In a significant boost to its U.S. generics portfolio, global pharmaceutical company Lupin has received tentative approval from the U.S. Food and Drug Administration (FDA) for its Abbreviated New Drug Application (ANDA) for Oxcarbazepine Extended-Release (ER) Tablets. The approval covers 150 mg, 300 mg, and 600 mg dosage strengths.
These tablets are the generic equivalent of Oxtellar XR ER Tablets, originally developed by Supernus Pharmaceuticals, Inc., and are used in the treatment of partial-onset seizures in patients aged six years and above.
Lupin plans to manufacture the approved product at its advanced formulation facility located in Nagpur, India.
As per IQVIA MAT data for April 2025, the U.S. market for Oxcarbazepine ER Tablets (Oxtellar XR) is valued at approximately USD 206 million annually, highlighting the substantial revenue potential this approval unlocks for Lupin in the neurology segment.
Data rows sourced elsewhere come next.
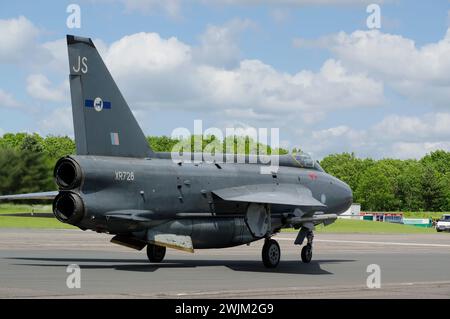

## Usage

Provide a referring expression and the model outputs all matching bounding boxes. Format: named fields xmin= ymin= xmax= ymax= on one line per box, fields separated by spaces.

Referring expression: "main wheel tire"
xmin=262 ymin=239 xmax=281 ymax=268
xmin=147 ymin=244 xmax=166 ymax=263
xmin=302 ymin=244 xmax=312 ymax=264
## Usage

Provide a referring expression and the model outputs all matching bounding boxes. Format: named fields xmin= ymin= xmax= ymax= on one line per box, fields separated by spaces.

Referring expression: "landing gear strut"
xmin=262 ymin=239 xmax=281 ymax=268
xmin=302 ymin=231 xmax=314 ymax=264
xmin=147 ymin=244 xmax=166 ymax=263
The tentative approval indicates that Lupin’s product has met all required safety and efficacy standards but cannot be marketed until certain patent or exclusivity issues are resolved.
This development marks another strategic step in Lupin’s efforts to expand its footprint in the U.S. generics market, particularly in complex therapies such as central nervous system disorders.